QuestBridge matched him with Princeton University, where he learned about the systemic nature of oppression. He found himself in class taking notes about convict leasing, the Chinese Exclusion Act, and other laws and practices that oppressed communities of color. Learning about these injustices led him to rethink the purpose of education.

“Education shouldn’t just be about upward mobility,” Jackson said, “It should reveal insidious injustices and teach us how to correct them.”

Recognizing his own ongoing transformation into a social justice leader through education, he wanted to help others make the same leap.
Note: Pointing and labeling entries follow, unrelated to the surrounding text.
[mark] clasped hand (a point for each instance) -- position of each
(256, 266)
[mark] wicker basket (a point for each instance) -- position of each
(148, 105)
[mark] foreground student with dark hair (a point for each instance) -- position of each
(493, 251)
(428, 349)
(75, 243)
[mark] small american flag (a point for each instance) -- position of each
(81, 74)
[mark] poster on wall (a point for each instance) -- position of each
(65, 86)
After working with The DREAM Project, an education nonprofit in the Dominican Republic, and as a consultant at Deloitte for two years, he headed to graduate school to explore his passion for education and social justice, pursuing a dual MPP/MBA between Harvard Kennedy School and Stanford Graduate School of Business. When he wasn’t in class, most of his time was spent building, testing, and refining Vocal Justice.

In spring 2021, Jackson trained and compensated 15 high school educators across 10 states and Washington, D.C., to facilitate the Vocal Justice program. Collectively, they reached over 150 students. In the words of one student, Vocal Justice “teaches kids what it means to be a hero.” A teacher reflected that in his 21 years of teaching, “Vocal Justice has been one of the most powerful and most needed experiences of my career.”

Over time, Jackson hopes to leverage lessons learned from the Vocal Justice program to advance structural change within the education system, pushing for new curriculum standards, student assessments, teacher training programs, and funding allocations that center on social justice education and youth voice.

“I view what we’re doing now as a proof of concept for what education can and should look like,” he says. “We’ll be successful when we’re no longer needed because this type of education has become the norm in every school.”